Morisette and Richardson: Phenology and Climate Change
"Phenology is the study of recurring life-cycle events, classic examples being the flowering of plants and animal migration," explain Jeffrey Morisette, Andrew Richardson and co-authors in their Frontiers in Ecology and the Environment paper, "Tracking the rhythm of the seasons in the face of global change: phenological research in the 21st century."
The two talked about their work in a Beyond the Frontiers podcast:
One thing we're doing is using networked digital cameras, or webcams, which we've deployed at about a dozen research sites across the Northeastern US. And we're using these cameras to make continuous observations of canopy phenology - basically treat the cameras sort of as multi-channel imaging sensors, so it's kind of like remote sensing, except we're close up to what we're observing. We call it near-surface remote sensing.
We send the images from camera back to the server at the University of New Hampshire, and then we quantitatively analyze the different color channels in each image --red, green and blue-- and we use those to track the seasonal changes in canopy state. And we can quantify both the timing of change and rates of change, so how fast green up occurs in the spring, how fast the canopy changes to red in the fall and how long those peak autumn colors last in autumn.

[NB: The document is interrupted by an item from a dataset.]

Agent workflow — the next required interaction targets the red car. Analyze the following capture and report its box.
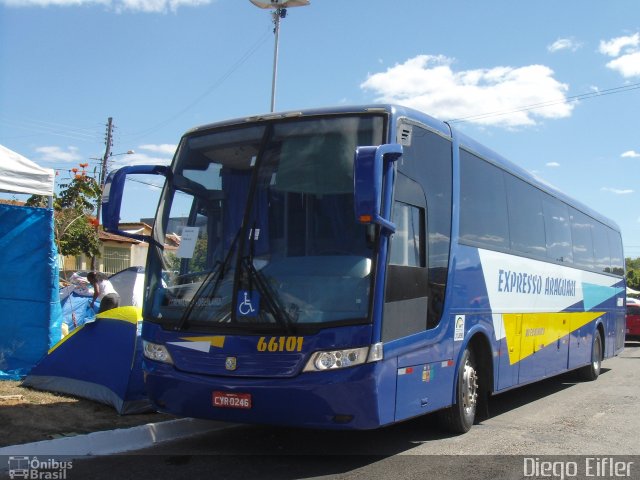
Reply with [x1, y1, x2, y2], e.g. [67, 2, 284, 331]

A really nice thing about this approach is that there's literally thousands of webcams out there recording pictures of the earth's surface and posting these online. We're working on leveraging this potentially vast resource to get a very spatially dense array of ground-based observations with which we can evaluate and improve, for example, satellite remote sensing estimates of phenology. Because one of the real limitations of satellite phenology metrics right now is that there aren't actually a lot of data that have been used to validate what we've been seeing.
Another really exciting opportunity is the recently developed US National Phenology Network, USANPN, which is on the web at www.USANPN.org. The NPN is looking for volunteers or citizen scientists to make phenological observations in their own backyard and then to contribute these to an online database. This cooperative effort will provide us with an extremely rich data set, with which we can evaluate the effects of climate change on the plants and animals across the United States.